After Jesus finished His opening remarks about the beatitudes in Matthew 5:1-16, He then moved on to speaking about matters that deal with the fulfillment of the law. Verse 17 states, “Do not think that I come to destroy the Law or the Prophets. I did not come to destroy, but to fulfill.” One of the grave errors of the interpretation of any passage of scripture or any book, in general, is that if you take it out of context, you destroy the understanding and comprehension of those words. There are some who look at this and conclude that Jesus said He did not come to destroy the law, therefore the law still abounds today.

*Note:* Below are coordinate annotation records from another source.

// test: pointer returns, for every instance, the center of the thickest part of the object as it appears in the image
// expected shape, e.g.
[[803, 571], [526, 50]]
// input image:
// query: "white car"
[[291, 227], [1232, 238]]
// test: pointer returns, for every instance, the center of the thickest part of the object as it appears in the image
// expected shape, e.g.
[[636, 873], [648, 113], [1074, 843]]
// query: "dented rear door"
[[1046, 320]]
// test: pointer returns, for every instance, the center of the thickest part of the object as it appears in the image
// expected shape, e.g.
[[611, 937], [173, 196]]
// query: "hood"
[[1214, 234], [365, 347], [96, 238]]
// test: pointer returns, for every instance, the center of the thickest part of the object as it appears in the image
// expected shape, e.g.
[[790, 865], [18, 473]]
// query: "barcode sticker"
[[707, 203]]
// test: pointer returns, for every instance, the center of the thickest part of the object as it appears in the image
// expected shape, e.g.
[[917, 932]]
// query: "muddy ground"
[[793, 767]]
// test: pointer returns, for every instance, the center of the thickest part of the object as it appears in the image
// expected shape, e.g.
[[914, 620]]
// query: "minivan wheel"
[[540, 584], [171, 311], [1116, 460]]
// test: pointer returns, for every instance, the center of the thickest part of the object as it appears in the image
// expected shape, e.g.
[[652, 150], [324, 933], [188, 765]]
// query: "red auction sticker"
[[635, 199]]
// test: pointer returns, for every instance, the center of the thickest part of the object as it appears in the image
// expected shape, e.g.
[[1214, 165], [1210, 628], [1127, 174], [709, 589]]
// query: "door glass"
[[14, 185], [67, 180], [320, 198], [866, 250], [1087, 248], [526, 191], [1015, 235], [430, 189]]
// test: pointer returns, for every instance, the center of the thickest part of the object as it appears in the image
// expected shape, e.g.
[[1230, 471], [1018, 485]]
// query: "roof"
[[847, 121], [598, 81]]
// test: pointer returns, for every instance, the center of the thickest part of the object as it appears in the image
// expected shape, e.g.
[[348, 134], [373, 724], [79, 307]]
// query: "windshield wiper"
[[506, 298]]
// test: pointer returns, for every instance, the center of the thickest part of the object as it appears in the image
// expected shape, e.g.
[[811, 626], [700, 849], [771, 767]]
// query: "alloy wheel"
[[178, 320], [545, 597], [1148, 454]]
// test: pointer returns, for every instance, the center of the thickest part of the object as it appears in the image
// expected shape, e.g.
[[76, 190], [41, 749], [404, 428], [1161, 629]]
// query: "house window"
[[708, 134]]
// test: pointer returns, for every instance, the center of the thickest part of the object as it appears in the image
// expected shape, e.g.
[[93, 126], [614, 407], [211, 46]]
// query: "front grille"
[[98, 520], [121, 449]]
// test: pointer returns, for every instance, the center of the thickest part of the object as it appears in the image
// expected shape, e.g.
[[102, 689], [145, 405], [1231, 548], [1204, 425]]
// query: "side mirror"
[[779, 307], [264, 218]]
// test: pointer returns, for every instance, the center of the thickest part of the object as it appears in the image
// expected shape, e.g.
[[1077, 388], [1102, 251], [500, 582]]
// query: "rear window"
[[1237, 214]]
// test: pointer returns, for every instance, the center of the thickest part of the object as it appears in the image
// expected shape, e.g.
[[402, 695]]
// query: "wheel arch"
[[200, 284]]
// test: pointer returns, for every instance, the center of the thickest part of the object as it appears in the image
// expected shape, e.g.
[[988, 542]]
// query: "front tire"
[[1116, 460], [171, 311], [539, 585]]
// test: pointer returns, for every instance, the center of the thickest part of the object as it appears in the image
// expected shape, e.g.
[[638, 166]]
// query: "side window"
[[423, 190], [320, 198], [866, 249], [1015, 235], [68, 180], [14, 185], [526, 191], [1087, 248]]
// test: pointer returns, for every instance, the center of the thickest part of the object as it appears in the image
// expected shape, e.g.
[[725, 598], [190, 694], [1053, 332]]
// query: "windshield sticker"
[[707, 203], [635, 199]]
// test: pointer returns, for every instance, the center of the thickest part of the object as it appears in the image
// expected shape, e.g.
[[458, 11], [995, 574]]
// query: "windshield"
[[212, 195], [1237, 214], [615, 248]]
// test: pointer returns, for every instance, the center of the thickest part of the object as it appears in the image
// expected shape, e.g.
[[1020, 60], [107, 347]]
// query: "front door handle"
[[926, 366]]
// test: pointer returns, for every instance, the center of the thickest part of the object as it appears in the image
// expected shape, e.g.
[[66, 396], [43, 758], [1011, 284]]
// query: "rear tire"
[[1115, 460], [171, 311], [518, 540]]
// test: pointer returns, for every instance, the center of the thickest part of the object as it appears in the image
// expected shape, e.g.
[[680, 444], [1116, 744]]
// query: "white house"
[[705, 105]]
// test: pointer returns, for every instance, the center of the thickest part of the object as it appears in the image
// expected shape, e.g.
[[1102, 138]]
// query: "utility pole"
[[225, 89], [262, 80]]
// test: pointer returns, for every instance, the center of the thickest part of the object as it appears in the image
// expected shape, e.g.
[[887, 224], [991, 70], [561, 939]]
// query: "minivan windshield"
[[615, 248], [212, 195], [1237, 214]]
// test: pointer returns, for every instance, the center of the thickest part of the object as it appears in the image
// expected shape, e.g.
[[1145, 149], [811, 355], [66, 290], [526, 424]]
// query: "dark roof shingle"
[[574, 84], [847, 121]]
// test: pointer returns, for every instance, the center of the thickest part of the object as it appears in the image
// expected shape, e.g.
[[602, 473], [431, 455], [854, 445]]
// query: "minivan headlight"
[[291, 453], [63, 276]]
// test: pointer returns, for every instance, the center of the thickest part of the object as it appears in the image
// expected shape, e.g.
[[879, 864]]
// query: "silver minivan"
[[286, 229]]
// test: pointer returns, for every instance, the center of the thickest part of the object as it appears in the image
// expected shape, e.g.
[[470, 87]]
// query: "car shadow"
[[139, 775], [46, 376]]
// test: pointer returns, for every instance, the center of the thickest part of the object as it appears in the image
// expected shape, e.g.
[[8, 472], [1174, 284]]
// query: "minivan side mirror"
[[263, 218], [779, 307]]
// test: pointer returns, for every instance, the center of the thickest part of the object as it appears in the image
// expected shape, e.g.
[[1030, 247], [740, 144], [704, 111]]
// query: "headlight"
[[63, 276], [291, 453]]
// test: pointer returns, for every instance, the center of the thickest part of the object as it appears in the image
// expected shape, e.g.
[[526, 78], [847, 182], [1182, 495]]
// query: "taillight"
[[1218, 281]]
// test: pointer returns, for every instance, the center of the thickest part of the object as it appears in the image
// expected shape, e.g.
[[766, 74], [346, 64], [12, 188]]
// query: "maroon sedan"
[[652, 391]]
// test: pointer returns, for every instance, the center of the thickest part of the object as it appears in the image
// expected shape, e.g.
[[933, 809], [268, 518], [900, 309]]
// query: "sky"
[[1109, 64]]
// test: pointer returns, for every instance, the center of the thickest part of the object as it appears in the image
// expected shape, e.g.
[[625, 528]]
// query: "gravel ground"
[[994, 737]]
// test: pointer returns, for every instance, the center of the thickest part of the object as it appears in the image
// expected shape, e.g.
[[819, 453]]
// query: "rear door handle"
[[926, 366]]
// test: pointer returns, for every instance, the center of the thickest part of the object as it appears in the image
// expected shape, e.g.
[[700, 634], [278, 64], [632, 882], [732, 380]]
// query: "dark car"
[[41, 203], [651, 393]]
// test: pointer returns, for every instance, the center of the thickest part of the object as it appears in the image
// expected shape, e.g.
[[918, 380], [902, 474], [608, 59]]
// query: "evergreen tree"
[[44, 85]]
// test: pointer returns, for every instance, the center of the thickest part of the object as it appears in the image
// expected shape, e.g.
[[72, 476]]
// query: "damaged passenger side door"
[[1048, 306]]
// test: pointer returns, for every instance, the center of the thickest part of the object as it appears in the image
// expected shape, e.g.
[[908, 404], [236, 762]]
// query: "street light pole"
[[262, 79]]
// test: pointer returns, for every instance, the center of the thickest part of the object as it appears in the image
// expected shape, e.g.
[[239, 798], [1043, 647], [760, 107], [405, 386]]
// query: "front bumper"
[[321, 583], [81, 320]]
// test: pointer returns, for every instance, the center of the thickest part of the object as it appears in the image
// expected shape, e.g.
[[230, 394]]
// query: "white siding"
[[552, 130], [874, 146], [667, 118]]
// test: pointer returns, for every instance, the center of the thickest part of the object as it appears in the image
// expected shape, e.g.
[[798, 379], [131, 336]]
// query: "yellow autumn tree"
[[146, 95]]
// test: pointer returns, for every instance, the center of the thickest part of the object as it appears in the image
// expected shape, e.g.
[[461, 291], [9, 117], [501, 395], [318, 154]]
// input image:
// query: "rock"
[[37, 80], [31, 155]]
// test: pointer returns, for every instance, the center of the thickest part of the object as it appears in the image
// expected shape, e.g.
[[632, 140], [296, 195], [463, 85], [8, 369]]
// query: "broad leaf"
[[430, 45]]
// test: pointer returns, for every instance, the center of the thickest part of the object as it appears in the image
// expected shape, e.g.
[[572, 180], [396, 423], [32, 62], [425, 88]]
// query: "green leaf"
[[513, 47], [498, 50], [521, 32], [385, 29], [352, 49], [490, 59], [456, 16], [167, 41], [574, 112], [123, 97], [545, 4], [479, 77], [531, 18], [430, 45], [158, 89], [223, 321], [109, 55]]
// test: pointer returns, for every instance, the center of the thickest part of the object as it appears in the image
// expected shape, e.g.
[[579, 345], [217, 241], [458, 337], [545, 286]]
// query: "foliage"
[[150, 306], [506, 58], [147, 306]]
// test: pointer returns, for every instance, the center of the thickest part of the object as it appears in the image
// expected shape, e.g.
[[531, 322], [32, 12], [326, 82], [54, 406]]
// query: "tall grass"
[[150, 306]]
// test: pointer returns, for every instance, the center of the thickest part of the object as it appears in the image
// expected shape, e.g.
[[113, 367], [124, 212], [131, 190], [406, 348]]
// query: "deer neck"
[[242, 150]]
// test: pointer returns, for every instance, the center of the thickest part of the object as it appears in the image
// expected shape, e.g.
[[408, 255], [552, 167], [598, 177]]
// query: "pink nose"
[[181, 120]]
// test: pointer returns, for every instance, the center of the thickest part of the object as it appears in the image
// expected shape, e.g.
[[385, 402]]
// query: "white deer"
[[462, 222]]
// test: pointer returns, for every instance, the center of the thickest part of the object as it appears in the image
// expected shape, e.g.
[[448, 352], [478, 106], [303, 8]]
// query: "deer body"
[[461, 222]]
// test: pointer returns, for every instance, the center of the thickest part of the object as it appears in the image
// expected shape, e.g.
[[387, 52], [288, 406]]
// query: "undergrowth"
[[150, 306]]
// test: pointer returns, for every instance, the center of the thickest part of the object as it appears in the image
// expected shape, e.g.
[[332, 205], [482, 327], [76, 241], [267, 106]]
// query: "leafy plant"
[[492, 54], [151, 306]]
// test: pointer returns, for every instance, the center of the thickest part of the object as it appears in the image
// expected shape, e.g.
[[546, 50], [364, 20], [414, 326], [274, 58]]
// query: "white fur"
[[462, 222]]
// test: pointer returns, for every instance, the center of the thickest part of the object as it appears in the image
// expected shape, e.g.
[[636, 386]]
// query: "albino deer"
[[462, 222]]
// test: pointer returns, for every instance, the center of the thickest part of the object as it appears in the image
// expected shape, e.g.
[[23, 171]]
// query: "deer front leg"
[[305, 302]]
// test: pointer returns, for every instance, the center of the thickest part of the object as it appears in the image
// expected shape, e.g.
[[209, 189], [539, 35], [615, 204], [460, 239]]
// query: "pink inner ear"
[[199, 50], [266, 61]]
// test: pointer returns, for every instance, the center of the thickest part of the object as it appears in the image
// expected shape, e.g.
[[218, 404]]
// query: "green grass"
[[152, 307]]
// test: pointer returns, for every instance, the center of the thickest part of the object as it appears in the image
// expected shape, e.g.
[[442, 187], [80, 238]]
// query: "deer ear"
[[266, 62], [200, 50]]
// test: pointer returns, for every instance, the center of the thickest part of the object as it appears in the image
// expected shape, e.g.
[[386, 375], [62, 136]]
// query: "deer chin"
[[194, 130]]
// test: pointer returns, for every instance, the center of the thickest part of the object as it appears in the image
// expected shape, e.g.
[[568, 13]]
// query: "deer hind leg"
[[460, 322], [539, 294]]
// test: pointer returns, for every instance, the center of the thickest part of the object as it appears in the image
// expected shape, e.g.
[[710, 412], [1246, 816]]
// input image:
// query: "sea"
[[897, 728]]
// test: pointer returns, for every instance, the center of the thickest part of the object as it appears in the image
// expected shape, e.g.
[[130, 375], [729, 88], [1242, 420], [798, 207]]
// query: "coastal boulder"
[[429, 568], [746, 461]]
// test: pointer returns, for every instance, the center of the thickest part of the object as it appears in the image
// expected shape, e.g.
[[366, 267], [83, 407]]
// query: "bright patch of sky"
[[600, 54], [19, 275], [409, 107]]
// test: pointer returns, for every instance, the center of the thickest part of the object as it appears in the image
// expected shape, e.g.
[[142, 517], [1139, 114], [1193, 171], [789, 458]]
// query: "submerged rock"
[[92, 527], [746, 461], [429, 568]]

If one were to flip to Matthew 27:5, it would read that Judas Iscariot went and hung himself, but in John 13:27, Jesus told Judas, “What you do, do quickly.” So according to the scriptures, we are to run and hang ourselves quickly. This most certainly is not true, but the point is that it is important to keep in the context of what is being said. Jesus did not mean He came not to destroy the law, that the law still is active, but rather that He would not overthrow the law, only fulfill what it had prophesied of Him.
It is a false idea to think that we still live and obey God through the law of Moses and that the teachings of Christ are nothing. On the contrary, it is the exact opposite. Paul wrote in Galatians 3 concerning the ending of the law of Moses (Galatians 3:1-29). The law was always wired within itself for demise, it was not perfect, and God intended it that way! For we have in Hebrews a comparison of the law of Moses and the law of Christ, which says, “For if that first covenant had been faultless, then no place would have been sought for a second. Because finding fault with them, He says, ‘Behold the days are coming, says the Lord, when I will make a new covenant with the house of Israel and with the house of Judah” (Hebrews 8:7-8). It is the law of Christ that is perfect, not the law of Moses. The Bible speaks of an ending to this Old Covenant. It even goes as far as to say that those who attempt to be justified by the law nowadays have fallen from grace, and has not God (Galatians 5:4)!
The law of Moses reached its end when Christ died on the cross, thus initiating the new covenant by His sacrifice (Colossians 2:11-14). We no longer live under the “yoke of bondage,” but are now freed from it by the “perfect law of liberty.” Now, while the law is not our authority in worship to God anymore, it is not completely obsolete. We are told its purpose: “Now these things became our examples, to the intent that we should not lust after evil things as they also lusted” (1 Corinthians 10:6). May we always strive to be faithful to God’s word, understanding the correct intent of both God’s Old and New Covenants.